Some biologists model the number of species S in a fixed area A (such as an island) by the species-area relationship
log S = log c + k log A
where c and k are positive constants that depend on the type of species and habitat.
(a) Solve the equation for S.
S =
(b) Using part (a), if k = 2 and the area is doubled, then by what magnitude is the number of species increased?
If a= bc then log a=logb +logc
if z=c^m
log z=mlogc
a) S=cA^k
b) A=2Ao K=2
S=c(2Ao)^2=c*2^2*Ao^2
S=4cAo^2
therefor the # of species increased by 4.
(a) To solve the equation for S, we need to get rid of the logarithms. By applying the rules of logarithms, we can rewrite the equation as:
log S = log c + k log A
Using the rule that log a + log b = log (a * b), we can rewrite the equation as:
log S = log (c * A^k)
Now, by applying the rule that log a = b is equivalent to a = 10^b, we can solve for S:
S = 10^(log (c * A^k))
Simplifying further:
S = c * A^k
So, S = c * A^k.
(b) If k = 2 and the area is doubled, then the equation becomes:
S = c * (2A)^2
Expanding the equation:
S = c * 4A^2
Comparing this with the original equation S = c * A^k, we can see that the number of species is increased by a magnitude of 4.

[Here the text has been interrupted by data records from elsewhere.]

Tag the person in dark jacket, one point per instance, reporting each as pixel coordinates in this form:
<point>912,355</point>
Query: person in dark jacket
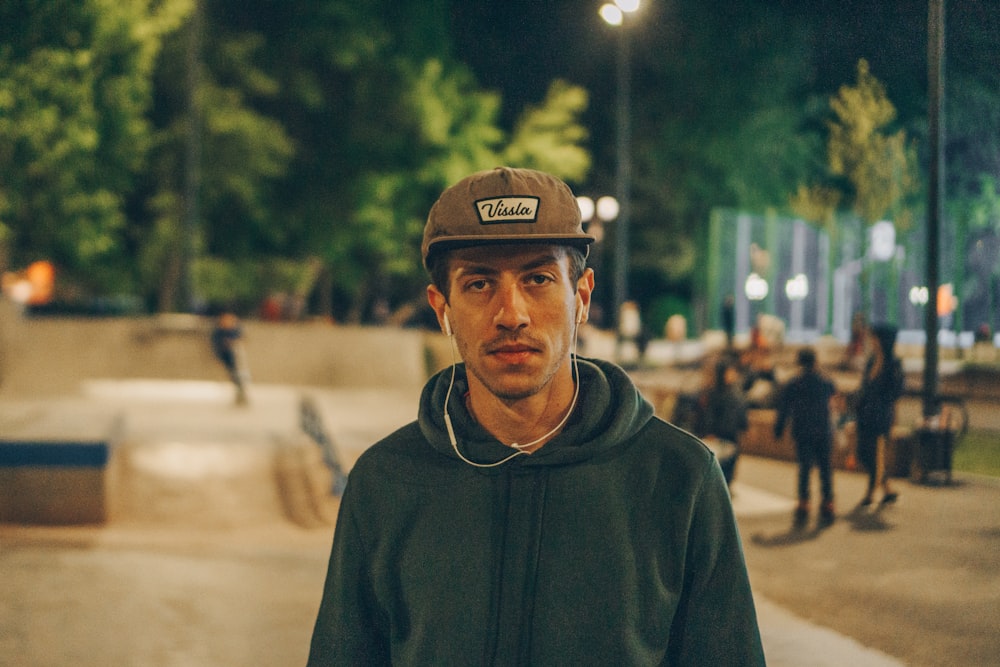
<point>536,512</point>
<point>805,400</point>
<point>722,416</point>
<point>881,387</point>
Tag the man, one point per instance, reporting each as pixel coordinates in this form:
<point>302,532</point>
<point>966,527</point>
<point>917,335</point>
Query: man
<point>806,400</point>
<point>536,513</point>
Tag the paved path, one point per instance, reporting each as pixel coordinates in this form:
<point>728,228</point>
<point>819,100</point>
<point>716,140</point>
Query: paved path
<point>213,569</point>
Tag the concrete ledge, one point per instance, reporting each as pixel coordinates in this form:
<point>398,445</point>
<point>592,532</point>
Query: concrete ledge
<point>57,470</point>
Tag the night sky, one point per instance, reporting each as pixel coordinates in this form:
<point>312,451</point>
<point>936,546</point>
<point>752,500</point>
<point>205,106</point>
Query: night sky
<point>518,46</point>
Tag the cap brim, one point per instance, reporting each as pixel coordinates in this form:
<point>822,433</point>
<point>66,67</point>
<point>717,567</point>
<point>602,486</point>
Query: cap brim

(a) To solve the equation for S, we can start by isolating the term "log S" on one side and the other terms on the other side:
log S = log c + k log A
Next, we can rewrite the equation in exponential form to eliminate the logarithms:
S = 10^(log c + k log A)
Using the logarithmic identity log(ab) = log a + log b, we can simplify further:
S = 10^log c * 10^(k log A)
Applying the exponentiation property 10^(k log A) = (10^log A)^k = A^k, we get:
S = c * A^k
Therefore, the equation for S is:
S = c * A^k
(b) Given that k = 2 and the area is doubled, we can substitute these values into the equation from part (a):
S = c * (2A)^2
Simplifying, we have:
S = 4c * A^2
Comparing this equation to the equation in part (a), we see that the number of species S has increased by a factor of 4 (or increased by a magnitude of 4).